Pourtant ces œuvres avaient un vif succès, comme le raconte Camille Pissaro dans une lettre adressée à son fils Lucien où il narre le combat d'enchères entre Degas et Renoir pour obtenir l'aquarelle représentant les poires (c'est Degas qui l'emporta) que Pearlman acquit à son tour en 1956. Une pure merveille qui fascine malgré son étonnante simplicité, et l'on ne sait trop dire pourquoi on est saisi par cette composition : sont-ce les arabesques noires ourlées de bleu qui entourent l'assiette, ou la simplicité des teintes, qui, laissant apparaître le fond de papier vergé, chantent de façon incroyable, est-ce la présence sucrée des trois fruits ??? On ne sait, mais on reste en contemplation !
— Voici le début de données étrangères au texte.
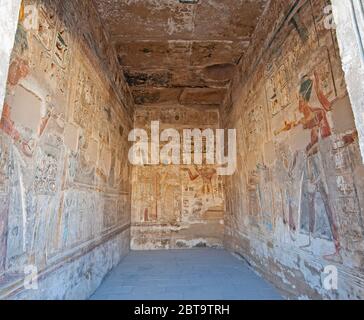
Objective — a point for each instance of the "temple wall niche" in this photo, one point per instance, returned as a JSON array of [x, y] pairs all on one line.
[[295, 204], [176, 206], [64, 178]]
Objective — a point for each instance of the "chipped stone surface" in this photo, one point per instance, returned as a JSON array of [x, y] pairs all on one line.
[[168, 43], [349, 19], [176, 206], [64, 184], [295, 204], [9, 12]]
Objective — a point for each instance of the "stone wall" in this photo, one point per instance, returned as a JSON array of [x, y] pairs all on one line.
[[64, 178], [176, 206], [295, 204]]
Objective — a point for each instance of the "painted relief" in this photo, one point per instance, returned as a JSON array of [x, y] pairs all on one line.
[[303, 197], [169, 202]]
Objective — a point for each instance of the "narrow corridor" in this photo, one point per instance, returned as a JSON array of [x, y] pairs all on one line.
[[198, 274]]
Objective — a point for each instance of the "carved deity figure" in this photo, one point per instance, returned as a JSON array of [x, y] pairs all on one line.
[[314, 185]]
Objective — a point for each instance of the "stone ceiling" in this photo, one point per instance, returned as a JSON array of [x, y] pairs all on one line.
[[173, 52]]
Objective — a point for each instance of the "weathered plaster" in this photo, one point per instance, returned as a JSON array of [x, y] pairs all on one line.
[[64, 182], [9, 13], [176, 206], [295, 204], [349, 19]]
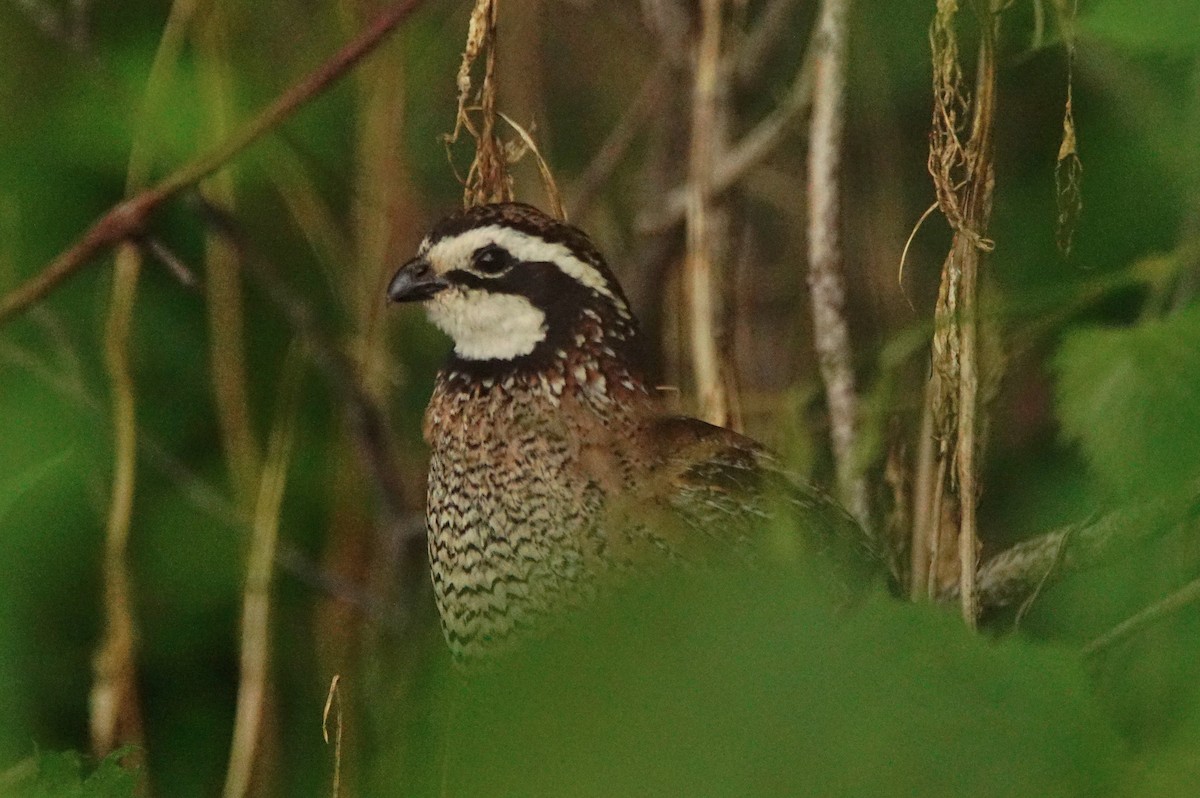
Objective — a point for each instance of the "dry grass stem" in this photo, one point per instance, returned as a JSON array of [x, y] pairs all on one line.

La bouteille de Cognac est, d'une autre façon, absolument passionnante aussi. Ici c'est le jeu sur la répétition des contours qui fait vibrer l'aquarelle. Parfaitement au centre, la bouteille de Cognac, organise la composition de savante façon : à gauche, une bouteille d'eau, idéalement transparente, ronde, ventrue, occupe presque tout l'espace, dans des tonalités de bleus doux qui donnent l'idée de l'eau, sans la délimiter. A droite, quelques couleurs esquissées pour des fruits, sans doute des pommes, qui répondent en petits ronds parfaits à la panse de la carafe. Ces cercles, on les retrouve en plus petits, toujours bleutés, devant la bouteille brune, sous forme d'une grappe de raisin. A ces arabesques aux bords multiples, qui ne délimitent pas la forme mais la font apparaitre dans l'espace, répondent les trois strictes lignes horizontales du bord de la table, avant et arrière, et d'une sorte de dressing, suggéré derrière la nature morte. La couleur, posée avec une grande légéreté, déborde de ces traits répétés et incertains, donnant à l'aquarelle une vitalité étonnante.
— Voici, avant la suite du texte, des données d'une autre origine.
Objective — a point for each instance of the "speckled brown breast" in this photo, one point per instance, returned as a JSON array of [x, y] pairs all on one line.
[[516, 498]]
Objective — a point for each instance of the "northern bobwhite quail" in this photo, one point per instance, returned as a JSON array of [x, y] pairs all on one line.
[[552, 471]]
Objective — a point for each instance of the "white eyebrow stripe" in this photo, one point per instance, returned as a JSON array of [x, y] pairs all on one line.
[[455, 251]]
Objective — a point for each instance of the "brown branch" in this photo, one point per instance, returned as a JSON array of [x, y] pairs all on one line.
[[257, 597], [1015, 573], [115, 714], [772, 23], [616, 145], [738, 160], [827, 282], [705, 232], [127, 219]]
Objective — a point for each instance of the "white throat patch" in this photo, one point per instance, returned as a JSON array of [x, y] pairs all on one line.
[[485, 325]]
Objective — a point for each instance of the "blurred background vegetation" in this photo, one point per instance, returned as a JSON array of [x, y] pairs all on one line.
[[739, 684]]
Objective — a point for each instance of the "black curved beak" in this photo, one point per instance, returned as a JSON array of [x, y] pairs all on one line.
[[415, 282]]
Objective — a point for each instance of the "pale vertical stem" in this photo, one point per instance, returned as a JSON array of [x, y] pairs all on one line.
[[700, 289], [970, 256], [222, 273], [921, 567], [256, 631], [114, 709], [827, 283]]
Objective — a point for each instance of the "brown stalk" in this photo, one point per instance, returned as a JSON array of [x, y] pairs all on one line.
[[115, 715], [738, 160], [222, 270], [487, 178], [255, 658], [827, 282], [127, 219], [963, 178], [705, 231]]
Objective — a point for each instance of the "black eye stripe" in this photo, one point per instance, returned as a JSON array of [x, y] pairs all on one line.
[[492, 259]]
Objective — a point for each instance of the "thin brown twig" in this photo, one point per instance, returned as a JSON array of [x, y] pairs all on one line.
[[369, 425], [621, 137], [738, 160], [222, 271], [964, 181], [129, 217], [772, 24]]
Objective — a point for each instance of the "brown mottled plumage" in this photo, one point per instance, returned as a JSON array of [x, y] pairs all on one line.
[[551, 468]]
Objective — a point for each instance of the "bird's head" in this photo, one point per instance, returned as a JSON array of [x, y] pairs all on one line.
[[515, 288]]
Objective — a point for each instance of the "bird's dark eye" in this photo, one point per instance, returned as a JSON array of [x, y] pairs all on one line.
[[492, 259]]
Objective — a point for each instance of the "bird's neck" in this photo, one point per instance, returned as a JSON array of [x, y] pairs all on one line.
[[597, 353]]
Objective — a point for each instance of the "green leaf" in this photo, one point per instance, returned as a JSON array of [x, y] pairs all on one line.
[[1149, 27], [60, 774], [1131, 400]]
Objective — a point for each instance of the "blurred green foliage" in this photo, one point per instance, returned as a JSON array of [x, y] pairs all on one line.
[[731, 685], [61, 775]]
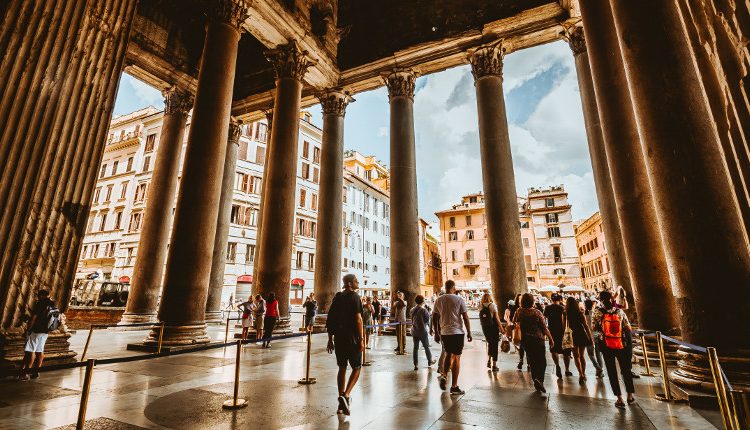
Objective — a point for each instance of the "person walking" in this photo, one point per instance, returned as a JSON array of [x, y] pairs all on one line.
[[452, 316], [346, 337], [533, 332], [581, 334], [269, 322], [609, 323], [490, 321], [420, 319]]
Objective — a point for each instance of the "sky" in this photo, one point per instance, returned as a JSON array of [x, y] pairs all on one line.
[[545, 120]]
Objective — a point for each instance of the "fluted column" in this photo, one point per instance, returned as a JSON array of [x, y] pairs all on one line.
[[219, 260], [60, 63], [404, 218], [602, 181], [705, 241], [152, 246], [330, 204], [635, 206], [183, 302], [507, 268], [274, 264]]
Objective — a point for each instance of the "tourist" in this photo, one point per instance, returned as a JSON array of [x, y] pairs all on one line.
[[533, 332], [452, 316], [420, 319], [346, 337], [247, 316], [490, 321], [311, 308], [576, 321], [45, 317], [269, 322], [555, 314], [609, 323]]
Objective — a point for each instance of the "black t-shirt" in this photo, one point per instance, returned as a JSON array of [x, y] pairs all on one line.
[[342, 317], [554, 314]]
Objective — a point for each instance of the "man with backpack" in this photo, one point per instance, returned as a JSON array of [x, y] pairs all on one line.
[[45, 317]]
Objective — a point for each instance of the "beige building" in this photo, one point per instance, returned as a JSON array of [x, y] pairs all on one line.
[[592, 251]]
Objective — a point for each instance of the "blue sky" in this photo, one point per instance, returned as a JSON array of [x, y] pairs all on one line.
[[548, 137]]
Pearlman acheta aussi nombre de paysages aquarellés, oeuvres lumineuses et sereines où les formes sont ébauchées avec une grande vigueur mais toujours de façon sobre, et partant, très efficace. Le modelé procède de la modulation des teintes, dont la pose hachurée fait vibrer les couleurs, introduisant dans ces travaux sur papier un petit souffle de vent qui les fait scintiller doucement.
C'est en 1952, soit peu de temps après l'aquarelle représentant le même sujet qu'Henry Pearlman acheta La Citerne dans le par du Château Noir. Peinte vers 1900, la toile est composée d'orange chaud et de vert froid, avec de forts apports de bleus, de rouges et de jaunes. Le chromatisme est surprenant : la roche dressée au centre de la composition qui, avec du recul paraît comme une tache claire, est, quand on s'approche un festival multicolore dont les teintes juxtaposées se fondent en transitions douces et continues. Un travail sur les tonalités qui joue sur la complémentarité des couleurs d'une façon très convaincante.
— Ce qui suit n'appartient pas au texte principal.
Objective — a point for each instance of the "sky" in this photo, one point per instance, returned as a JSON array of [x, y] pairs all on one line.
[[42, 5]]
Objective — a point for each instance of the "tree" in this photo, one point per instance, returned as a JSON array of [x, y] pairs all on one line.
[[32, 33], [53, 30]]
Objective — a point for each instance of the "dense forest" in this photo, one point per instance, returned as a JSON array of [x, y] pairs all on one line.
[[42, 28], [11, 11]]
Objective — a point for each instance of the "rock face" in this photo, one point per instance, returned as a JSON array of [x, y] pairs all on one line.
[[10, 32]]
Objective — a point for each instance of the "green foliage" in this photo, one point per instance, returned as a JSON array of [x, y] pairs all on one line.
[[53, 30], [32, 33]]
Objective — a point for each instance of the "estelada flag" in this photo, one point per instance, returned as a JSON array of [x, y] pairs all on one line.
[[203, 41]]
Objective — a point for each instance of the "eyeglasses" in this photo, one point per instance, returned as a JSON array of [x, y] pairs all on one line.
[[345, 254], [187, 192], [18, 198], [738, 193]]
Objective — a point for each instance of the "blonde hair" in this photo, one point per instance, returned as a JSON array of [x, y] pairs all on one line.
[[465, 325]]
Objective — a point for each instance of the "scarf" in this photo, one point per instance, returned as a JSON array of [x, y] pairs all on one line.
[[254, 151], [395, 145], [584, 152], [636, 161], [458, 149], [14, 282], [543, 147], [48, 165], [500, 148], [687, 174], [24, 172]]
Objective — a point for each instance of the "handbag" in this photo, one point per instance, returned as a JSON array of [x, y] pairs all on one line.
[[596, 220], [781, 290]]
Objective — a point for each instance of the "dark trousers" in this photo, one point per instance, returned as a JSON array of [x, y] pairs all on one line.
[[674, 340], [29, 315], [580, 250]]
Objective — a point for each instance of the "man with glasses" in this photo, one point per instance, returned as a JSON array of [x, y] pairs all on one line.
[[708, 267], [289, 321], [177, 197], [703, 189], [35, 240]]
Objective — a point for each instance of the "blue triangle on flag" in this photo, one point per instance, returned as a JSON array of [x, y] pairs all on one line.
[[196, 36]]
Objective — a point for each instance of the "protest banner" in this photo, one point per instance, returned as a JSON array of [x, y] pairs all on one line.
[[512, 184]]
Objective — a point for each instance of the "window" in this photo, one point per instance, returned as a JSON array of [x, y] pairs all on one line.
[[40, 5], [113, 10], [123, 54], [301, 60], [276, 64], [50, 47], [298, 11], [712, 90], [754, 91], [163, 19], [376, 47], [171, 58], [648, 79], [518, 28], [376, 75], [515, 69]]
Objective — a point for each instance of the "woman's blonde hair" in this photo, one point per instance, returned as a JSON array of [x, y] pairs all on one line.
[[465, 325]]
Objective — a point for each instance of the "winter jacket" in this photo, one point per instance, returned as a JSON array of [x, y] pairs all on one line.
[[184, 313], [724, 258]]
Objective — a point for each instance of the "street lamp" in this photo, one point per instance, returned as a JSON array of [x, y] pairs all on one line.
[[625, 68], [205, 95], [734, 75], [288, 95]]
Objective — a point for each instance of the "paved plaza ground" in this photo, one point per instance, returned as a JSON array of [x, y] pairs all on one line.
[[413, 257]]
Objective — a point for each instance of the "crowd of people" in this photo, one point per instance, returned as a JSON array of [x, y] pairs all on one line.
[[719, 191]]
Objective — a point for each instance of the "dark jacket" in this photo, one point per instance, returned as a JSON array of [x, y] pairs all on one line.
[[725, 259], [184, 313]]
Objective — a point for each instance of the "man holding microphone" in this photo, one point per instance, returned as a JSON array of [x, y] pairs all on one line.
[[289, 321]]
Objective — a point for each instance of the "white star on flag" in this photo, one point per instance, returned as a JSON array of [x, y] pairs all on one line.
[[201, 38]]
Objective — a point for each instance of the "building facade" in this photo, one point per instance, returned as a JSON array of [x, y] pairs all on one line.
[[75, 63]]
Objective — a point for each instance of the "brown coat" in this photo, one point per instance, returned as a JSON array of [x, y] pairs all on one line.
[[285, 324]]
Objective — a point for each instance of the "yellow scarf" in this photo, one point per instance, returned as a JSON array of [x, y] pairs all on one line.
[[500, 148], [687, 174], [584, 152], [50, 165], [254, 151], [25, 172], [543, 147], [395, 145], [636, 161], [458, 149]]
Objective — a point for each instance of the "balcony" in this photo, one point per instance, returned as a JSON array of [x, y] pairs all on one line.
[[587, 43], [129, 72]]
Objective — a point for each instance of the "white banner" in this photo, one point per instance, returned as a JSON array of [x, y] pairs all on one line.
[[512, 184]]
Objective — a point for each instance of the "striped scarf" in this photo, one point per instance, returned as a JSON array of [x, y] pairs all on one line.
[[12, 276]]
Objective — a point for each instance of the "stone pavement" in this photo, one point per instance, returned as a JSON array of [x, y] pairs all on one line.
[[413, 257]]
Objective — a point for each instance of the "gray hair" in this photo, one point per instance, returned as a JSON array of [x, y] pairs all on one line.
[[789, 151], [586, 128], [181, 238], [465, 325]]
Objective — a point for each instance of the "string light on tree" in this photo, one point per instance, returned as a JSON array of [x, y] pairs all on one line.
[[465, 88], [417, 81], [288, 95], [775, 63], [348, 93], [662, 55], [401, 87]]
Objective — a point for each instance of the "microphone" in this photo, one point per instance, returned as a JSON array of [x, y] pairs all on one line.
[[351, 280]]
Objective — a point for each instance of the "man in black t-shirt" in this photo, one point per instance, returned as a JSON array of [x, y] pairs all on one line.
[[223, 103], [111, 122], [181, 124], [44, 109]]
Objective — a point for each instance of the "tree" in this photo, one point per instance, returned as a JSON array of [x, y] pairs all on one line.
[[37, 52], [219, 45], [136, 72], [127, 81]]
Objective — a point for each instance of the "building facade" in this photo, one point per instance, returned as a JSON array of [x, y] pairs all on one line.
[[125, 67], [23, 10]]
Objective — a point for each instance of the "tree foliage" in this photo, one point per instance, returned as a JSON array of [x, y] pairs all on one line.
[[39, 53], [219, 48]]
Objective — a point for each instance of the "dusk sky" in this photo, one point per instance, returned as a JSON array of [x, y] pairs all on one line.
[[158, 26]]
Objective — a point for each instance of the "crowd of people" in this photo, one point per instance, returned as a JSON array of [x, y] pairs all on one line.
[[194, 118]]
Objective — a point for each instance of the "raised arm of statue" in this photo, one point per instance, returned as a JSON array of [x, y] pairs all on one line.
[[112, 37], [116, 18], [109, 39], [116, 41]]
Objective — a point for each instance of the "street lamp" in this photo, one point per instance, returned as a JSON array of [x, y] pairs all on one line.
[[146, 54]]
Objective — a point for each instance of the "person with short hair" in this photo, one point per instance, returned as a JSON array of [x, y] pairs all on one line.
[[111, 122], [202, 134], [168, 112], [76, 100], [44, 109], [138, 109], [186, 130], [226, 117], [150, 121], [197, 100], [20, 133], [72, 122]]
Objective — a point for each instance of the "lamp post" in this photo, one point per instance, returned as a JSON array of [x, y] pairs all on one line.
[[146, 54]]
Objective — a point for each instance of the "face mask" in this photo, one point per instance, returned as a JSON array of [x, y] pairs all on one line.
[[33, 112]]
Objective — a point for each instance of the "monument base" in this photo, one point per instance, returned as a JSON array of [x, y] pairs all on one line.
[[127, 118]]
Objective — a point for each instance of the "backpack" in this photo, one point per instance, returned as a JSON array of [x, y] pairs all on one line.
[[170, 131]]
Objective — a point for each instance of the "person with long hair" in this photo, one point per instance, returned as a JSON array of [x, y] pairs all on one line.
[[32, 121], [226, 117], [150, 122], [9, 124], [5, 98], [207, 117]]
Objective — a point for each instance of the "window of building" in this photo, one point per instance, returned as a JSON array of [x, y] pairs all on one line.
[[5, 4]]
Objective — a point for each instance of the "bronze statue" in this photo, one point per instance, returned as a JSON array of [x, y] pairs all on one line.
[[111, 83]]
La même année, le collectionneur trouva aussi ce Mont Saint Victoire vu des Lauves, pas loin du lieu où Cézanne s'était fait construire un atelier, le seul format vertical que l'on connaisse de ce motif cher à l'artiste. Ce format inhabituel donne à la composition une inclinaison inédite et le paysage y joue un rôle plus important qu'à l'ordinaire. La Montagne n'est plus qu'un fond pour une mosaïque de touches de peinture aux harmonies multiples, dessinant dans un joyeux étagement village, champs et bosquets.Et la lumière jaillit de cette symphonie de tons où les bleus profonds posent des ombres marquées.
La Vue vers la route du Tholonet est une toile inachevée, ce qui la rend encore plus émouvante et passionnante aussi. Elle révèle qu'un dessin au crayon sous-tend les huiles de l'artiste, dessin repris en coup hâtifs et pourtant précis de peintre sombre, presque noire, avant que d'être coloré parfois jusqu'à faire disparaître les contours précédents. Ici l'air est moins vif que la Sainte Victoire, il semble presque brumeux, tant les hachures juxtaposées, posées en brefs aplats, rappellent une aquarelle, se mêlant en une impression de fondu visuel tout à fait réussi. L'exposition présente trois autres peintures du maître, un petit Portrait de son fils, esquissé mais prenant, un Baigneur vu de dos et enfin des Maisons provençales aux harmonies légères et ensoleillées.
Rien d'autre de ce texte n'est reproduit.